The acetylcholine receptor (AcChoR) at the neuromuscular junction of elapid snakes binds cholinergic ligands but unlike other muscle AcChoRs does not bind α -bungarotoxin. Numerous studies indicate that the ligandbinding site of the AcChoR includes cysteine residues at positions 192 and 193 of the α subunit. We have previously shown that a synthetic dodecapeptide corresponding to residues 185-196 of the Torpedo AcChoR α subunit contains the essential elements of the ligand-binding site. In an attempt to elucidate the structural basis for the precise binding properties of snake AcChoR, we sequenced a portion of the snake AcChoR α subunit.
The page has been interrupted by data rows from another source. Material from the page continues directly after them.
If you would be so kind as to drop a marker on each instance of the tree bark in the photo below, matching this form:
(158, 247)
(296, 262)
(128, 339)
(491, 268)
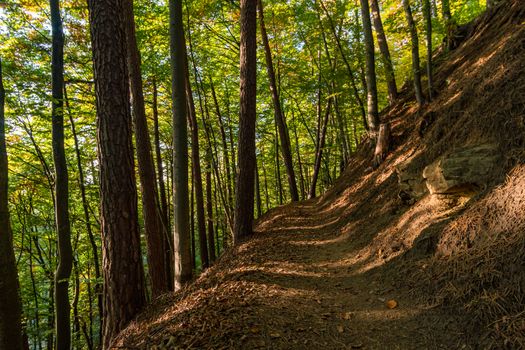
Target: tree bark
(182, 239)
(152, 217)
(224, 146)
(385, 52)
(319, 151)
(244, 194)
(168, 251)
(65, 251)
(10, 306)
(415, 53)
(197, 171)
(371, 84)
(383, 144)
(124, 292)
(279, 116)
(209, 210)
(85, 207)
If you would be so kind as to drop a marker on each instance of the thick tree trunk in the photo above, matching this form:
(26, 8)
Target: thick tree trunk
(385, 52)
(182, 239)
(152, 217)
(415, 53)
(65, 252)
(124, 292)
(244, 194)
(286, 151)
(10, 306)
(371, 85)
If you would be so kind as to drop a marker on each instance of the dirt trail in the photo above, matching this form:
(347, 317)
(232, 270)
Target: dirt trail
(300, 283)
(318, 274)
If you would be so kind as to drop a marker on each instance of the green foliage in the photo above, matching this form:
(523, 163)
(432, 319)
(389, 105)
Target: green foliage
(307, 62)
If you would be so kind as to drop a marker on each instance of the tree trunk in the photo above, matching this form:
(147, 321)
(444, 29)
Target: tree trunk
(279, 116)
(415, 53)
(348, 67)
(152, 217)
(224, 146)
(209, 210)
(371, 85)
(244, 194)
(182, 241)
(10, 306)
(65, 252)
(85, 207)
(319, 151)
(385, 52)
(124, 292)
(383, 144)
(427, 11)
(168, 252)
(197, 173)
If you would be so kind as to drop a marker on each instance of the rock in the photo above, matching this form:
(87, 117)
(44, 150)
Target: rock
(463, 171)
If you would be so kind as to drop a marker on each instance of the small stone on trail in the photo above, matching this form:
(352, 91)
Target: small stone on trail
(391, 304)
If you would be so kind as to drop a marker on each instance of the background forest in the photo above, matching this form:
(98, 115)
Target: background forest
(319, 63)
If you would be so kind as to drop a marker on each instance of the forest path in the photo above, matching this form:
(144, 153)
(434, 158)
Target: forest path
(299, 283)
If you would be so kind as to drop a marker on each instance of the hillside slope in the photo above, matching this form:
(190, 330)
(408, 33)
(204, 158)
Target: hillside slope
(319, 274)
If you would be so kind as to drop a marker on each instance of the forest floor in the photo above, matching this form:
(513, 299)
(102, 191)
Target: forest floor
(300, 283)
(359, 267)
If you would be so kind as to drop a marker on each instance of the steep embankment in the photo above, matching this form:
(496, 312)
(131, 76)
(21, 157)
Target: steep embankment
(319, 274)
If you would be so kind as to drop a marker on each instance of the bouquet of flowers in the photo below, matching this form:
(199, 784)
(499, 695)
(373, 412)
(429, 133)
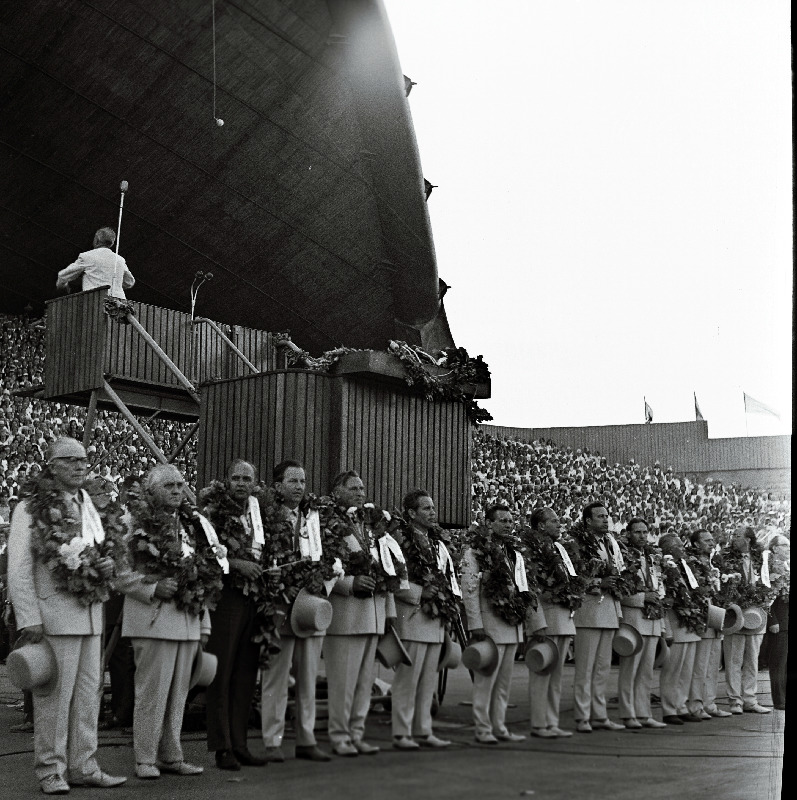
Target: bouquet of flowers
(689, 607)
(375, 524)
(498, 579)
(58, 542)
(156, 548)
(551, 577)
(423, 569)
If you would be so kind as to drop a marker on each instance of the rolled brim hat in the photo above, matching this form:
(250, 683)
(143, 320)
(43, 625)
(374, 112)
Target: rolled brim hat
(754, 618)
(204, 670)
(390, 650)
(627, 640)
(310, 614)
(450, 654)
(33, 668)
(541, 657)
(481, 657)
(734, 620)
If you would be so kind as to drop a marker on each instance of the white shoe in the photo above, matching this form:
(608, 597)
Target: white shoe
(432, 741)
(405, 743)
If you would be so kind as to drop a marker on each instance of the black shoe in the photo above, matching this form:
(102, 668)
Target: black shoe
(226, 760)
(311, 753)
(247, 759)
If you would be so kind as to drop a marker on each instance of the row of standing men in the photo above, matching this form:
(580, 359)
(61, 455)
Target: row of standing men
(250, 579)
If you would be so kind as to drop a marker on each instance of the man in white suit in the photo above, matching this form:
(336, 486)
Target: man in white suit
(165, 643)
(491, 692)
(99, 267)
(66, 719)
(359, 616)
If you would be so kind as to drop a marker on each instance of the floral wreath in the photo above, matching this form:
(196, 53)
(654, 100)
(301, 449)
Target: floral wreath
(734, 590)
(556, 584)
(156, 551)
(689, 604)
(499, 585)
(423, 569)
(592, 566)
(57, 541)
(633, 582)
(376, 523)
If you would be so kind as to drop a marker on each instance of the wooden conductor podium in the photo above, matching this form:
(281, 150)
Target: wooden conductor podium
(361, 415)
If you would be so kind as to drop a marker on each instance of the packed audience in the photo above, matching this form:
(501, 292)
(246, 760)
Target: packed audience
(525, 476)
(28, 425)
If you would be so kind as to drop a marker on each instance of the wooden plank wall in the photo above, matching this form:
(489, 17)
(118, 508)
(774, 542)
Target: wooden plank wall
(74, 343)
(265, 419)
(684, 446)
(395, 440)
(83, 343)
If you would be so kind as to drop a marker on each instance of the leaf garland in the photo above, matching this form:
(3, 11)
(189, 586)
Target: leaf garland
(733, 587)
(423, 569)
(634, 583)
(689, 605)
(155, 546)
(555, 584)
(592, 566)
(498, 577)
(56, 540)
(224, 513)
(374, 526)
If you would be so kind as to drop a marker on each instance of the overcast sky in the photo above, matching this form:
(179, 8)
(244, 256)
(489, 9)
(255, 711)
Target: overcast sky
(614, 201)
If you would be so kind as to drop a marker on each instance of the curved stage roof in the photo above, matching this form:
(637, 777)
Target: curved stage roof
(307, 205)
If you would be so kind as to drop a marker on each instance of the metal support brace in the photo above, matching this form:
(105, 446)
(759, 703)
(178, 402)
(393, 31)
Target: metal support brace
(147, 439)
(90, 415)
(227, 341)
(159, 352)
(183, 442)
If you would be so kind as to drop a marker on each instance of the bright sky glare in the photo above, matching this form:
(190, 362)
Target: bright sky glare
(614, 201)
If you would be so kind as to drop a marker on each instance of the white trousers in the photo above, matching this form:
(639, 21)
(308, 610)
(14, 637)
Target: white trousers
(65, 720)
(593, 656)
(413, 689)
(635, 680)
(741, 667)
(491, 693)
(676, 675)
(304, 656)
(163, 673)
(350, 670)
(545, 691)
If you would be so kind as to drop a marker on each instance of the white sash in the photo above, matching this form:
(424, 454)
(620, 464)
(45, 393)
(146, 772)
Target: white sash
(566, 558)
(388, 549)
(310, 537)
(765, 569)
(520, 573)
(690, 576)
(258, 536)
(90, 522)
(215, 545)
(444, 560)
(617, 556)
(654, 576)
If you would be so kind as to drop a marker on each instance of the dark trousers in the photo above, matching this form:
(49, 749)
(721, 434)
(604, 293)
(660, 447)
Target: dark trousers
(229, 697)
(121, 665)
(778, 656)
First, a mouse AcChoR α -subunit cDNA probe was used to screen a size-selected snake (Natrix tessellata) genomic library. A genomic clone was isolated and was found to contain sequences homologous to the exon including the first two cysteines (Cys-128 and -142) of AcChoR α subunit. The domain of the α subunit from Natrix and cobra AcChoR (amino acid residues 119-222), which contains the four extracellular cysteines (128, 142, 192, and 193), was amplified by reverse transcription of mRNA and the polymerase chain reaction and then sequenced. The deduced amino acid sequence showed that the snake α subunit contains the two tandem cysteines at positions 192 and 193, resembling all other AcChoR α subunits. Sequence comparison revealed that the cloned region of the snake α subunit is highly homologous (75-80%) to other muscle AcChoRs and not to neuronal AcChoR, which also does not bind α -bungarotoxin. In the presumed ligand-binding site, in the vicinity of Cys-192 and Cys-193, four major substitutions occur in the snake sequence--at positions 184 (Trp → Phe), 185 (Lys → Trp), 187 (Trp → Ser), and 194 (Pro → Leu). In addition, Asn-189 is a putative N-glycosylation site, present only in the snake. These changes, or part of them, may explain the lack of α -bungarotoxin-binding to snake AcChoR.